Marcel Senn: Sie begann nach der deutschen Wiedervereinigung. Westeuropäische Rechtshistoriker wollten damals ihre Kollegen im ehemaligen Ostblock unterstützen. Dort war das Bedürfnis nach Öffnung und Austausch sehr gross. Aus den Kontakten zwischen den beiden Professoren Clausdieter Schott in Zürich und Heiner Lück vom Lehrstuhl für Rechtsgeschichte in Halle entstand 1991 ein erstes gemeinsames Seminar für Studierende der beiden Hochschulen. 1998, 2004 und zuletzt im vergangenen Monat fanden weitere gemeinsame Seminare statt, abwechslungsweise in Halle und Zürich.
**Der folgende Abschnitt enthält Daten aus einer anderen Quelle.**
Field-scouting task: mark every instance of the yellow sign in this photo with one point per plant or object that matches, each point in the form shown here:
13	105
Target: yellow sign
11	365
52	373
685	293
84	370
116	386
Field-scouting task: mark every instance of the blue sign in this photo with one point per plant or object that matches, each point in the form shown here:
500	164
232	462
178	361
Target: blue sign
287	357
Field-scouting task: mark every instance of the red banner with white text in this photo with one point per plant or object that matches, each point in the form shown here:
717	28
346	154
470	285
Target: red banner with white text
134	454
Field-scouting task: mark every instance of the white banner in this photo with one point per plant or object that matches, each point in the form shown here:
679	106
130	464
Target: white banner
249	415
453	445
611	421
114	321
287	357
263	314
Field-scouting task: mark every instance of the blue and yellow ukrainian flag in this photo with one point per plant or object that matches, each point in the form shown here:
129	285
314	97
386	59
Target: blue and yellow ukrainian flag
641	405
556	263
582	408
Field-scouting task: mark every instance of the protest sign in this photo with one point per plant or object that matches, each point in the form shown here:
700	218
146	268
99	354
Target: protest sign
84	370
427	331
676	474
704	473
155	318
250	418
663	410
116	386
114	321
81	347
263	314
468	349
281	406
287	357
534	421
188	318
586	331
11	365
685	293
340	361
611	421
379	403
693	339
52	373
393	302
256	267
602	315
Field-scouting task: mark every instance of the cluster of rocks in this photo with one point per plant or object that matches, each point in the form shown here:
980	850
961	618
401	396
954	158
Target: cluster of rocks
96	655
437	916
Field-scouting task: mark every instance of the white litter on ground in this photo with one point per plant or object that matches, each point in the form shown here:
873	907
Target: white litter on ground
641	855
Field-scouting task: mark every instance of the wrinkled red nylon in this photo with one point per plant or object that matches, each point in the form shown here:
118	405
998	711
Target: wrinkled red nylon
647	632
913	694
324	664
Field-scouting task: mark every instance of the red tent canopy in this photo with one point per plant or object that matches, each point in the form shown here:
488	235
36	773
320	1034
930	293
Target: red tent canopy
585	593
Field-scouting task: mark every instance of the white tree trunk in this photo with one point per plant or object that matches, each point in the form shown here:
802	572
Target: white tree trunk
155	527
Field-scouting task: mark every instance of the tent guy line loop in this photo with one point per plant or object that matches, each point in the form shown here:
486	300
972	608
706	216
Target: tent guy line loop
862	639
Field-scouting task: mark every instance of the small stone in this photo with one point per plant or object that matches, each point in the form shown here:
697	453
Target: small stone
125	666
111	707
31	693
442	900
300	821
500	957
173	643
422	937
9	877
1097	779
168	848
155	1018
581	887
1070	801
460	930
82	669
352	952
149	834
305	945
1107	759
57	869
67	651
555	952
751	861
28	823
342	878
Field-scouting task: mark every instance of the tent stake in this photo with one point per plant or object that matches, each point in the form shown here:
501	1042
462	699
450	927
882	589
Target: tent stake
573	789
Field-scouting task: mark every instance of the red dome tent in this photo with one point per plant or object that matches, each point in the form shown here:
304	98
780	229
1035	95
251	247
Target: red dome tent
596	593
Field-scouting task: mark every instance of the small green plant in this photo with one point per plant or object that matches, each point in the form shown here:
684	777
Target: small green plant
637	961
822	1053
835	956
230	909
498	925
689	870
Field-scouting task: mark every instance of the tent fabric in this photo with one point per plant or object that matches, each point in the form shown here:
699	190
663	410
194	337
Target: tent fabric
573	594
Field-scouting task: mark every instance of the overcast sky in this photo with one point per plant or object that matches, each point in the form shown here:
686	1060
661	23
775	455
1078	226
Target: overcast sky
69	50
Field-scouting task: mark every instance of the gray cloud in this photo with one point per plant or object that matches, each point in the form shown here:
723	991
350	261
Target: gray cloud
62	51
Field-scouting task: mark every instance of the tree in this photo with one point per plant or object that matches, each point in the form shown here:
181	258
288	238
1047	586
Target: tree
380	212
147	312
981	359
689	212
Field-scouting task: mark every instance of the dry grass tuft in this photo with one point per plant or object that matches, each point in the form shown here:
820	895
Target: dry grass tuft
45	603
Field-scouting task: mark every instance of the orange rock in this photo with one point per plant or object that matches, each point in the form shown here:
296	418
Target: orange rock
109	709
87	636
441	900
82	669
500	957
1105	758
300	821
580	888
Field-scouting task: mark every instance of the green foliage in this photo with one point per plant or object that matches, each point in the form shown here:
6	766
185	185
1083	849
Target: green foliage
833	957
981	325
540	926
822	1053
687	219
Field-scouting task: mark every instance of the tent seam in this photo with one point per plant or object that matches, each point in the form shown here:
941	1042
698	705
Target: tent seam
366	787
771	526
Unterdessen geht es wohl nicht mehr um die Unterstützung der Kollegen in den neuen Bundesländern?
Im Vordergrund steht heute der kulturelle und wissenschaftliche Austausch. Dies macht auch Sinn, denn Ziel des Studiums der Rechtswissenschaft kann es nicht sein, nur das eigene Recht zu kennen. Vielmehr geht es darum, allgemein anerkannte Regeln zu erlernen, mit denen Konflikte reguliert werden können.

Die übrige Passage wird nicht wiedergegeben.